店長は、私の様子に全く気づかずひたすらキーボードを動かしていた。
少し縮こまった背中をじっと見つめる。
ーードキッーー
(……!?)
聞き覚えのない音が自分の身体からする。
(何これ…?意味わからない…。ただ店長を見ていただけなのに…どうしちゃったの…?っ…もういい…仕事しなきゃだし、さっさと言えばいいだけじゃん…)
考えれば考えるほど分からなくなる思考を遮断する。
「て…店長っ…」
「ん?どうしたんだい?」
身体ごと振り返って笑いかける店長。
心臓の音が徐々に大きくなっていく。
(な、なんなのほんと…気のせい…。きっと気のせい…)
「あ…の…。昨日は…その…」
うまく言葉が出てこない。胸に空気が詰まったみたいな、表しようのない感覚に支配される。
すると、店長が心配そうに目を細めた。
「も、もしかして…具合が悪いのかな!?すごく苦しそうじゃないか!!」
何か勘違いしたらしく、顔を青ざめさせる店長。
「ち、違います!!あの…だから昨日はっ…」
反射的に顔をあげ、思いっきり否定する。そしてその流れで本来の目的を果たそうとした時ーー
ーーコンコンーー
軽やかなノックと共に…
「失礼いたします。」
絶妙のタイミングで扉が開かれた。
「っ!!」
予想外の展開に心が追い付かず、振り返ったまま固まってしまう。
思考回路ぐちゃぐちゃな頭でも、なんとかそこにいた人物を認識できた。
(……誰…?)
全く知らない女性。40代前半くらい…だろうか。品のある顔立ちに緩くウェーブがかかった髪を後ろで1つに束ねている。

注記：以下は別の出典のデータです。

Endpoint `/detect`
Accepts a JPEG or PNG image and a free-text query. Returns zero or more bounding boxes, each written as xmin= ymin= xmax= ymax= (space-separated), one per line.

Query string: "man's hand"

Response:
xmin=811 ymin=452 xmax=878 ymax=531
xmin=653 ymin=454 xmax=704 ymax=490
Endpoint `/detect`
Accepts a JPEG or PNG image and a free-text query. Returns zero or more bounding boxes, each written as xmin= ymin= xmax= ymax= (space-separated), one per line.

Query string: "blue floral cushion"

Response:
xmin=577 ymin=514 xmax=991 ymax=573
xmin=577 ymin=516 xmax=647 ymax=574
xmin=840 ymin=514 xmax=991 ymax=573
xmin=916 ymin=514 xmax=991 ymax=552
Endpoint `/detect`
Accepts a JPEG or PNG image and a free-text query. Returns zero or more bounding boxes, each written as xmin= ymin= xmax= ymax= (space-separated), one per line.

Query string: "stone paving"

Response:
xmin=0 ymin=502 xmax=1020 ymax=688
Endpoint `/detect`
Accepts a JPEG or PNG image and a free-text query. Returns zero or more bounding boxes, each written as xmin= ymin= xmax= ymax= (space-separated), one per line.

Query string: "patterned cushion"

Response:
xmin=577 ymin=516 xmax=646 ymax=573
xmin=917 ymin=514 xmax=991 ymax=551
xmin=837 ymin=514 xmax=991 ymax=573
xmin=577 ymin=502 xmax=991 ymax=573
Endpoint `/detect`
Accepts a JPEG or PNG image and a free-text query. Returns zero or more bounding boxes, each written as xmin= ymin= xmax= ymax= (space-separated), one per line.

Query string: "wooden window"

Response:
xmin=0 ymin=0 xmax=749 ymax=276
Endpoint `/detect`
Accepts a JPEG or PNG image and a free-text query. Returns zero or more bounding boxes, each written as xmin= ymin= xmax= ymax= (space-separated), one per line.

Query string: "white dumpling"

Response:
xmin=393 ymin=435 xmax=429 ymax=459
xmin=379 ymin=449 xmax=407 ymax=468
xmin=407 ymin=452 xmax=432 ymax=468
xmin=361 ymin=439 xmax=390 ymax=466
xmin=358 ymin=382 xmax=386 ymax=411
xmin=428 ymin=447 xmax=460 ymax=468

にこやかな笑顔を浮かべ、印象がいい。その年代の人には恐らくモテるだろう。
「あ、おはようございます。いやいや、私店長の代田です。今日からよろしく…。」
どうやら知らないのは私だけのようで、店長は待ってましたと言わんばかりにその女性に向かって腰を低くしながら挨拶する。